“Un amore ingiustificato a primo ascolto” per la musica irlandese li ha portati anni dopo a formare il duo On The Mend, un duo irish folk “molto contaminato”, dal folk americano e anche dal cantautorato italiano. L’occasione per scoprirli? Martedì 23 agosto dalle ore 21.30 nella piazza del porto Marina Cala de Medici a Rosignano, per la rassegna Ti Porto dove c’è musica.

on the mend Daniele Pistocchi (chitarra e voce) e Valentina Cantini (violino, voce, flauto dolce) si sono conosciuti da ragazzini a scuola di musica, a Donoratico.

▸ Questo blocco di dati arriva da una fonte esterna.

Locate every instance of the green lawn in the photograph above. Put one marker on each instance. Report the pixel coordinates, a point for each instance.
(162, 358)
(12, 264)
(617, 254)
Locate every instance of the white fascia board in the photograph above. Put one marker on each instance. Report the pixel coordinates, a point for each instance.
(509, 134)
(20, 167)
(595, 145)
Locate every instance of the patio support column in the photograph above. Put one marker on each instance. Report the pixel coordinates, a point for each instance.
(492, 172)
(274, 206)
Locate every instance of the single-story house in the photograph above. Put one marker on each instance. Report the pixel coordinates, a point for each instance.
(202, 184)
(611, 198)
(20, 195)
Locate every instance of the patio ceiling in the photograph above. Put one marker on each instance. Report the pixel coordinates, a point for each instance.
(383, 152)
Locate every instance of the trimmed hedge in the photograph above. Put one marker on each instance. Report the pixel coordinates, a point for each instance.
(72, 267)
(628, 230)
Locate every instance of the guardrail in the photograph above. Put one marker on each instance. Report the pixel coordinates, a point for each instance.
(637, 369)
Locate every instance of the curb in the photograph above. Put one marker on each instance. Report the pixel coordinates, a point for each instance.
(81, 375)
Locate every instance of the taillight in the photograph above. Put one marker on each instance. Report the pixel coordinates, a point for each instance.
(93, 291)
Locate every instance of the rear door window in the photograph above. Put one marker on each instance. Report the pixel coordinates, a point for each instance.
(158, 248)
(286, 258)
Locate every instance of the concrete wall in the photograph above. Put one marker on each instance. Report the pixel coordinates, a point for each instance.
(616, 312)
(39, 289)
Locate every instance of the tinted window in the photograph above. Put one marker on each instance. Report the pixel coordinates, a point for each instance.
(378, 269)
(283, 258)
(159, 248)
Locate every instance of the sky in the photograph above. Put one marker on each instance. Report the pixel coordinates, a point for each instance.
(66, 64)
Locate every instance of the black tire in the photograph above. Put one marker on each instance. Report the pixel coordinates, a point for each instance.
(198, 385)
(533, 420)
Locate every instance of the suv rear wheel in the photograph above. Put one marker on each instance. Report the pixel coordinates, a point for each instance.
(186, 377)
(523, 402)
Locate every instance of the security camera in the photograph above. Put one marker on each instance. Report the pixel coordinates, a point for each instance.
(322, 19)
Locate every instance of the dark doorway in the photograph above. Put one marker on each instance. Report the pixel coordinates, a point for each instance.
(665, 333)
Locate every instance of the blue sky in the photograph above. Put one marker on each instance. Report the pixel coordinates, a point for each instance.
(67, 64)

Quando avevano appena 12-13 anni un maestro di musica fece loro suonare danze strumentali irlandesi. “E ci colpì quest’energia. Poi alle superiori mi capitò tra le mani un cd e così è diventato il nostro mondo musicale”. The Dubliners e The Pogues su tutti, “la loro canzone di Natale è la più bella del mondo, il nostro cavallo di battaglia” (non la conoscete? Fairytale Of New York !)

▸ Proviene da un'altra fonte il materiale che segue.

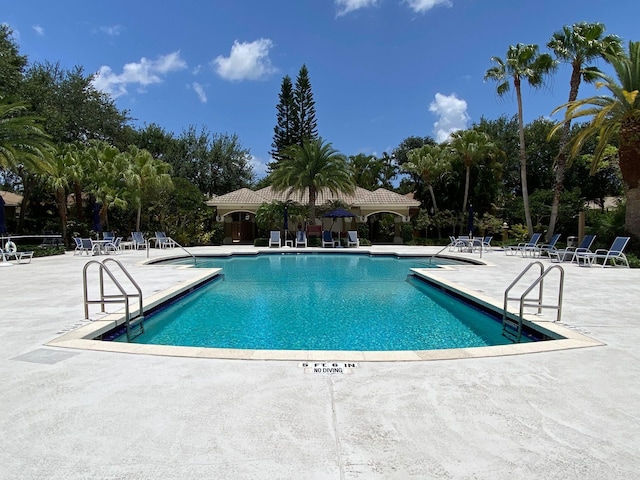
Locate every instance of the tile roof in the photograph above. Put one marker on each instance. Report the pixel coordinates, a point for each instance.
(360, 196)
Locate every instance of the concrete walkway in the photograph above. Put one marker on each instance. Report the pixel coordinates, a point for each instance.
(84, 414)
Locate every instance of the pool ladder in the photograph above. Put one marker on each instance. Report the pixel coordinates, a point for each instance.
(131, 320)
(512, 325)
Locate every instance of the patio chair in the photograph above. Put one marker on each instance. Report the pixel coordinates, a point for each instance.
(570, 253)
(163, 241)
(301, 239)
(352, 239)
(524, 248)
(614, 254)
(545, 248)
(327, 239)
(486, 243)
(88, 246)
(11, 251)
(113, 246)
(138, 240)
(452, 243)
(78, 250)
(274, 238)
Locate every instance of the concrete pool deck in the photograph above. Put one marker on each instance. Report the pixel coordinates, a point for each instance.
(71, 413)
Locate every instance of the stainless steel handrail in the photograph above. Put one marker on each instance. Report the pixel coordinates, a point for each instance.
(123, 297)
(539, 281)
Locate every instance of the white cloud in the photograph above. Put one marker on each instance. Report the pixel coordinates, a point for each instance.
(247, 61)
(199, 89)
(111, 30)
(259, 167)
(422, 6)
(146, 72)
(347, 6)
(452, 115)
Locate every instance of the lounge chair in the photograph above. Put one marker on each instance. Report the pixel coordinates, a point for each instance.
(138, 240)
(78, 250)
(88, 246)
(11, 251)
(327, 239)
(614, 254)
(301, 239)
(352, 239)
(524, 248)
(486, 243)
(452, 243)
(570, 253)
(545, 248)
(274, 238)
(113, 246)
(163, 241)
(460, 243)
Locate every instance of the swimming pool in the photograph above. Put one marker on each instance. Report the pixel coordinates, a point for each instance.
(320, 302)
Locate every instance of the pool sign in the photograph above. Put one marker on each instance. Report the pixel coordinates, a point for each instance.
(328, 367)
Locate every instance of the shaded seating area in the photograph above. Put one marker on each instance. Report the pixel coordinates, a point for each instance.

on the mend Daniele e Valentina sono coppia nella vita oltre che sul palco. Percorsi diversi: Daniele vive di musica sotto mille forme: diplomato al conservatorio, oggi è insegnante, tecnico del suono, musicista. Valentina ha iniziato molto piccola a suonare il violino con Stefano “Stive” Lunardi, il violinista di Bobo Rondelli. Tecnica moderna. che ha affinato in anni di studio, nonostante nella vita faccia tutt’altro e abbia una vita segreta come chimica e tecnica di laboratorio.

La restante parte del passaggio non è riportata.